Wednesday, August 1, 2012
The Color of Snow Book Tour and Review
The Color of Snow
Can a troubled young girl reenter society after living in isolation?
When a beautiful 16-year-old girl named Sophie is found sequestered in a cage-like room in a rundown house in the desolate hills of Arbon Valley, Idaho, the entire community is shocked to learn she is the legendary Callidora--a baby girl who was kidnapped from her crib almost seventeen years ago and canonized in missing posters with portraits of what the fabled girl might resemble. Authorities soon learn that the cage was there to protect people from Sophie, because her biological father believes she is cursed.
Sophie is discovered after the man she knows as Papa, shoots and injures Damien, a young man who is trying to rescue her. Now, unsocialized and thrust into the world, and into a family she has never met, Sophie must decide whether she should accept her Papa’s claims that she is cursed and he was only trying to protect others, or trust the new people in her life who have their own agendas. Guided by a wise cousin, Sophie realizes that her most heartbreaking challenge is to decide if her love for Damien will destroy him like her Papa claims, or free her from past demons that haunt her mind.
Sophie's story is a tough one to read. She suffers from what is called "Stockholm Syndrome." Yes, she should love her father, but what he has done to her is unforgivable. She doesn't know any better, though, and is quick to defend him. At the same time, she is torn because she senses something isn't right. She deserves love but is brainwashed to think otherwise. She doesn't understand that people can love her. She doesn't understand what a normal teen's life is like. She has no idea what beauty is. I think one of the most heartwrenching parts is when her cousin finds a self-portrait that Sophie drew. It is all distorted, because the only reflection of herself she has ever seen is the one in the toaster. You just want to reach in and beat the man she calls "Papa." The more you get to know, though, you also start to feel a little sorry for him. It's heartbreaking.
Living with her grandparents, it is like the cycle begins all over again, only by different means and from multiple directions. Thank God for her cousin Stephanie, who is the source of truth and light in her life now.

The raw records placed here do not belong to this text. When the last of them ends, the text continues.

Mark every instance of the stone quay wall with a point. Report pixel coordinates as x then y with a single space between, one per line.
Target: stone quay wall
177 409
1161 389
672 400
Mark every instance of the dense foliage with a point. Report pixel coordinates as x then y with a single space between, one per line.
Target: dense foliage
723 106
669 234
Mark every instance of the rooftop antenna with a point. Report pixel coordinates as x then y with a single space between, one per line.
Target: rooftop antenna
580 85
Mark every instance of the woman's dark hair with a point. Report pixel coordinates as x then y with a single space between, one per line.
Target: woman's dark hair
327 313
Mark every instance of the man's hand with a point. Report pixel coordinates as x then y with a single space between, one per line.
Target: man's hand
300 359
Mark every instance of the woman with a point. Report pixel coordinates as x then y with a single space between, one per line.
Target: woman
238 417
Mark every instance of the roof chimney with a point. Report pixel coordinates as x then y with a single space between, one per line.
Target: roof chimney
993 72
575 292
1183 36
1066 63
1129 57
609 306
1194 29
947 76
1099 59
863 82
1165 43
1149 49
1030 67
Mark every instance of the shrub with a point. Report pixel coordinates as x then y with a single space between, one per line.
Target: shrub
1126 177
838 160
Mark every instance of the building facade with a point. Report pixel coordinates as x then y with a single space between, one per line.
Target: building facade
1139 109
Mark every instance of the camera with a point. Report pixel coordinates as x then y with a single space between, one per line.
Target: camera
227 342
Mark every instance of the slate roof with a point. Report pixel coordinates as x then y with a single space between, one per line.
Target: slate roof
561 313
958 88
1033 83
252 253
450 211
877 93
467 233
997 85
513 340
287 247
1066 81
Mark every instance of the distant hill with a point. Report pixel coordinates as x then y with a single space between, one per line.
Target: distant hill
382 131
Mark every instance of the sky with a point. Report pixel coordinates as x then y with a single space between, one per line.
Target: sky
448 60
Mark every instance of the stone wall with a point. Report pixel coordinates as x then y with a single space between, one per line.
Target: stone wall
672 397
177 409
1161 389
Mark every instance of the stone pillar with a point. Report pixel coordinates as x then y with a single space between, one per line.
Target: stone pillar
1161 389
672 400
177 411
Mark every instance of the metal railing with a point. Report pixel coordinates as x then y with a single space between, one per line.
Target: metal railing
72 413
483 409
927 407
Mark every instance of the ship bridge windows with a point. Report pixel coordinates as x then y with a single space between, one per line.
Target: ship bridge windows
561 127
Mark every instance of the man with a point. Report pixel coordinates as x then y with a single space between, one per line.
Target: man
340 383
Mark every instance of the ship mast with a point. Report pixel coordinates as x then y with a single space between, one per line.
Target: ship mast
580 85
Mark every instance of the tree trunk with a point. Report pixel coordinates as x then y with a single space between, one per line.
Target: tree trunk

Three stories are being told at the same time. One is present-day, told by Sophie in the first person, as she gets used to her new life with her family and away from Papa. A second one is set a few years before, also told by Sophie, about her growing relationship with Damien. The third is told in third-person about a man named Luke and the love of his life, Vee. Their story is also a tragic one. At first, when the story shifts to this first flashback about Luke, you're thrown off for a bit. As the book progresses, you begin to see how the stories eventually merge together.
What is frightening about this story is how plausible it could be. Think of the high profile kidnapping cases we have seen over the last several years. It doesn't even have to be a kidnapping case for some girls to be abused in this way. It's really sad, and unfortunately, that is what makes it so intriguing to read. I felt protective of Sophie, just like I would for any of my own "kids."
Where to buy:
Kindle buy link - $2.99 | Nook buy link - $4.95 | iBookstore buy link - $4.99 | Google buy link - $3.79 | Smashwords buy link - $4.99 | PDF buy link - $4.95
About the author:
Brenda Stanley is the former news anchor at her NBC affiliate KPVI in Eastern Iadho. Her writing has been recognized by the Scripps Howard Foundation, the Hearst Journalism Awards, the Idaho Press Club and the Society for Professional Journalists. She is a graduate of Dixie College in St. George, Utah, and the University of Utah in Salt Lake City. Brenda lived for two years in Ballard, Utah, within the Fort Duchesne reservation where the novel is set. She and her husband live on a small ranch near the Snake River with their horses and dogs.